When a Stolen Token in an Archived Repo Compromised an Entire Platform
What Happened
On April 7, 2022, an attacker accessed a Heroku database and downloaded stored customer GitHub integration OAuth tokens. The entry point was a machine account token that had been committed to an archived private GitHub repository. The attacker found that token through an unidentified third-party integration that had access to the repo, then used it to pivot into Heroku’s internal database.

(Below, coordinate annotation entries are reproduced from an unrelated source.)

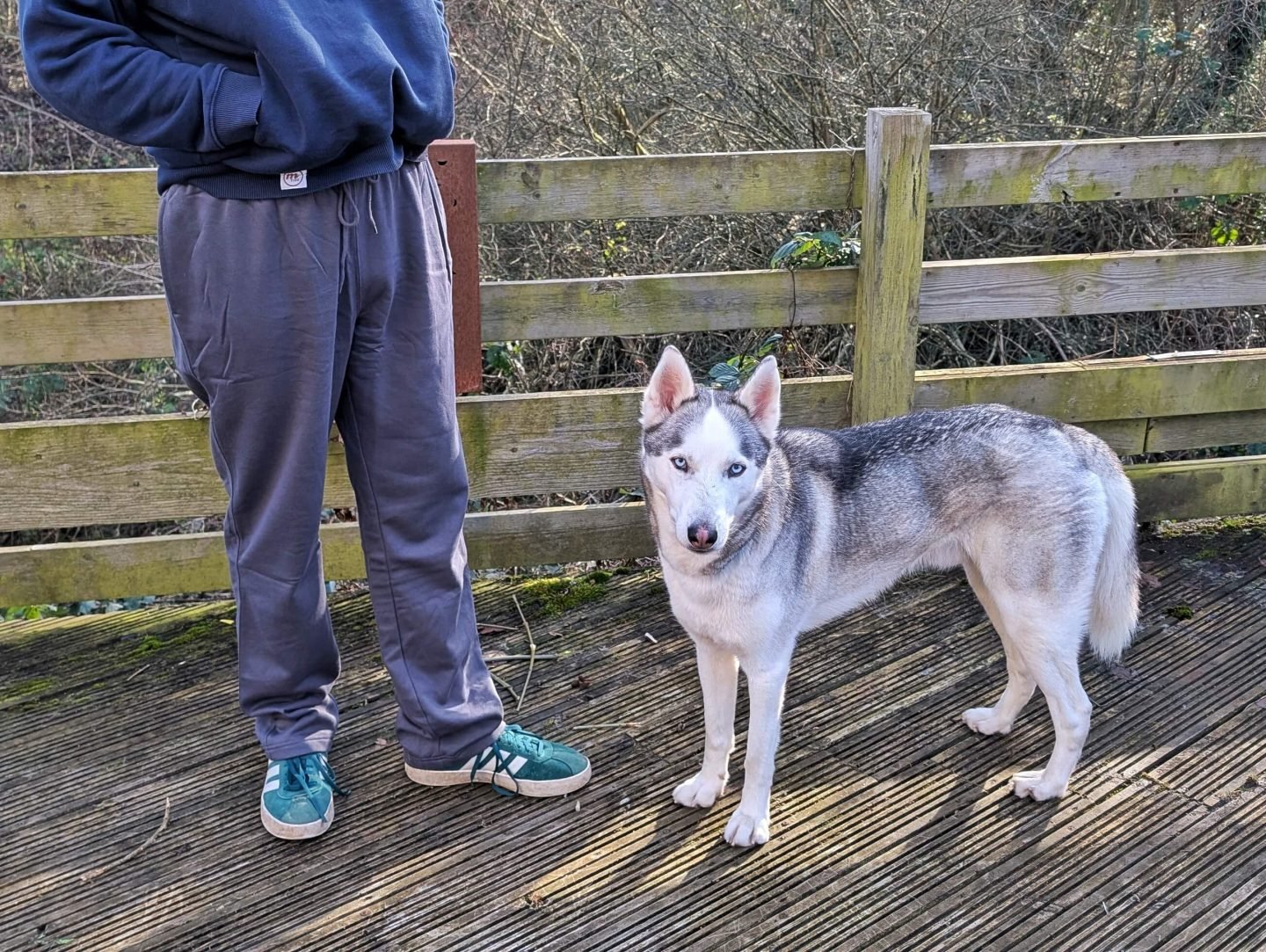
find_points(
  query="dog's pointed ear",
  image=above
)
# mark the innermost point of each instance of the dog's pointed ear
(762, 396)
(670, 386)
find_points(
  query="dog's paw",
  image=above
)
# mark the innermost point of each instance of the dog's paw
(986, 721)
(699, 791)
(747, 828)
(1030, 784)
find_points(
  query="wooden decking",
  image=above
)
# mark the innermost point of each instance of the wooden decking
(894, 827)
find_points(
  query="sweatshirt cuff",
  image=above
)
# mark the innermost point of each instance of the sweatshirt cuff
(236, 108)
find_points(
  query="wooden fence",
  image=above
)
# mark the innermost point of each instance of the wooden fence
(142, 469)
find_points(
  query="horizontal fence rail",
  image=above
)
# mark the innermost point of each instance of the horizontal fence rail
(158, 468)
(151, 469)
(123, 201)
(990, 289)
(187, 563)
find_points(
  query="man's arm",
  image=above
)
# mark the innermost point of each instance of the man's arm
(100, 74)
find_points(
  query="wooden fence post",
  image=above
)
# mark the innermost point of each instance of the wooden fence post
(454, 164)
(894, 212)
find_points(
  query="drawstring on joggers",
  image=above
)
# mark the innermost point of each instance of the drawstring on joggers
(350, 219)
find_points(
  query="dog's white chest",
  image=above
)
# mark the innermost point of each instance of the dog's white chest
(724, 613)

Over the next two days, the attacker enumerated customer repositories on GitHub, selectively targeted organizations, listed their private repos, and cloned repositories belonging to dozens of victims. They also downloaded Heroku’s own private source code. GitHub Security detected the unauthorized activity on April 12 and notified Salesforce (Heroku’s parent company) the next day. The investigation revealed the attacker had also exfiltrated the database containing usernames and hashed passwords for all Heroku customer accounts, plus pipeline-level config vars for Review Apps and Heroku CI.
Impact
All Heroku users were forced to reset their passwords on May 5. All existing GitHub integration OAuth tokens were revoked on April 15, breaking CI/CD pipelines for thousands of teams. The Heroku GitHub integration was disabled and remained unavailable for weeks. Dozens of organizations had private repositories accessed. npm (also owned by GitHub) was additionally impacted: the attacker used an AWS API key found in downloaded repos to access npm’s infrastructure.
Root Cause
A supply-chain attack enabled by a credential stored in source code. A machine account token existed in an archived private repo. A third-party integration with access to that repo was compromised (Heroku never identified which one). That token gave access to an internal database storing customer OAuth tokens, which gave access to customer private repos on GitHub. Each link in the chain amplified the blast radius.
Lessons
The Heroku breach is a textbook supply-chain security failure. Every OAuth integration authorized on your repos is a potential attack vector. Secrets in repos, even archived and private ones, are accessible to every integration with repo access. Broad OAuth tokens that grant access to all repos create outsized blast radius compared to scoped tokens. After the incident, the industry conversation shifted toward GitHub’s fine-grained personal access tokens and the GitHub Apps model, which limits permissions to specific repositories. The uncomfortable truth Heroku never resolved: they could not definitively identify the initial entry point, the third-party integration that was compromised first.